说来她是原书所有人中最无辜的一个,也是唯一毫无倚仗的一个。傅南霜不知段淞为何盯上了她,但若是将她留在宫里,只怕也难逃厄运。
邱蜜儿疑惑地歪着头,“含冰殿中的人,那不是陛下封的美人吗?”
“就是她,”傅南霜点点头,“总之你出宫的事怕是瞒不了太久,这时若是有其他人走了,同你的事比起来,倒也算不上大事了。”
“为什么要带她走?”邱蜜儿狐疑地看着她,猜测道,“难道你是怕她分走你的宠?”
傅南霜抿了抿唇,正欲搪塞她两句,却听得妙芹在外焦急地敲了敲门。
“殿下,长公主殿下驾到。

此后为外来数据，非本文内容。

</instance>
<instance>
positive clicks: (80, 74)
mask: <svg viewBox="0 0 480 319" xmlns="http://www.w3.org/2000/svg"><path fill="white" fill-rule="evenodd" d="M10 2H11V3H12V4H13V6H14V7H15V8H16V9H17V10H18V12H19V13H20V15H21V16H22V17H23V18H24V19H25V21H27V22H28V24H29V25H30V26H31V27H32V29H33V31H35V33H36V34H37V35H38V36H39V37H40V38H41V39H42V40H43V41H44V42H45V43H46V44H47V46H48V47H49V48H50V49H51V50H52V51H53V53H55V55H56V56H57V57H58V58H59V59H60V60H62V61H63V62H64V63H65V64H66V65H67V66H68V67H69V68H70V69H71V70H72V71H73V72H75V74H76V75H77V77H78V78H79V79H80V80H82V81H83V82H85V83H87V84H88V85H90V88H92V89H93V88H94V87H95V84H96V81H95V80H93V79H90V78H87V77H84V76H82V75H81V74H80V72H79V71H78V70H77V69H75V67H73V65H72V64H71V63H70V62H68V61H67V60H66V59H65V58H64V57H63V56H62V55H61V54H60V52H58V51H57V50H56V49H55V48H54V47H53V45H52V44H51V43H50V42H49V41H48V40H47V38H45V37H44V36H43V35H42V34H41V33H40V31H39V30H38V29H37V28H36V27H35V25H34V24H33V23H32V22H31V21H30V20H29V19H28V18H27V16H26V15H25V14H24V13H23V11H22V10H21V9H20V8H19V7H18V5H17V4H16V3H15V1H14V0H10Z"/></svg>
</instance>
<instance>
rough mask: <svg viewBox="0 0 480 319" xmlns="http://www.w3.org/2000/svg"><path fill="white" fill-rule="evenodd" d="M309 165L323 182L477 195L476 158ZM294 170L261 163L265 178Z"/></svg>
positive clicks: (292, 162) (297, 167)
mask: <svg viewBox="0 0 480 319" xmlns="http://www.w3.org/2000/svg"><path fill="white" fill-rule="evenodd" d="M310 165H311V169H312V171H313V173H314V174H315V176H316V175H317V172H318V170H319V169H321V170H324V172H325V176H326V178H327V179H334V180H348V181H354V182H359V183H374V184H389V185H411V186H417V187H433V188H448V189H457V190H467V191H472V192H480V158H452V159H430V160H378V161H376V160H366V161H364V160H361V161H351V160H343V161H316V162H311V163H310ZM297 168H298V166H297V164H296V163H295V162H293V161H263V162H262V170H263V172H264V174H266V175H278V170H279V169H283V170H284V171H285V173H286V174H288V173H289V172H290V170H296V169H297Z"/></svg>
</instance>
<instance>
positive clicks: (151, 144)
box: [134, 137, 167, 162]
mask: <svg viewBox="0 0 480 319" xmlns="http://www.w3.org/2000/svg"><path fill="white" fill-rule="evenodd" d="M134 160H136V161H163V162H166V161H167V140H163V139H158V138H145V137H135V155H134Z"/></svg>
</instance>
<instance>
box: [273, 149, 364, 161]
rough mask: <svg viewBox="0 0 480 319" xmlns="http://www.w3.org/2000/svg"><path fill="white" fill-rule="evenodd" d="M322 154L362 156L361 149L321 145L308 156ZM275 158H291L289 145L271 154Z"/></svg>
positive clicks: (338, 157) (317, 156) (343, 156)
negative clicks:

”
傅南霜愣了愣神,还未反应过来,门却已经被人从外推开。
“我听陛下说你病了,你可还…”
段琉脚步一顿,视线扫向邱蜜儿,意味不明道:“我来的倒是不巧,你这里还有外客呢。”
“皇姐这是哪儿的话,”傅南霜强掩紧张,上前拉住她,强撑起一脸笑意,“倒是你许久不来,我还想去寻你呢。”
“这不巧了,”段琉掩唇一笑,“我来找你正是为了此事。”
“皇姐这是何意?”傅南霜眼皮一跳,生出一丝诡异的预感。
段琉拉着她的手,笑得极为亲切。
“陛下临走前,说是不放心你自己在宫中,特地让我带你去我那里住下呢。”
第65章 长公主
“陛下让我出宫?”傅南霜不免愕然。
段琉一时没回话, 只用余光瞥了眼还坐在一旁的邱蜜儿。她这才终于起身,对两人敷衍地点了点头,随即转身离去。
段琉看着邱蜜儿的背影消失在门边, 若有所思地转回视线,就在傅南霜以为她定会询问几句的时候, 她却笑了声,续上了之前的话头。
“这还不是担心你嘛,之前你在蓬莱阁上落水那事,估计就是段元啓的手笔, 陛下总觉得宫里定还有些他的势力, 实在放心不下, 况且他这一去, 少说也要月余才能回来, 所以思来想去, 还是让你去我那里比较稳妥。”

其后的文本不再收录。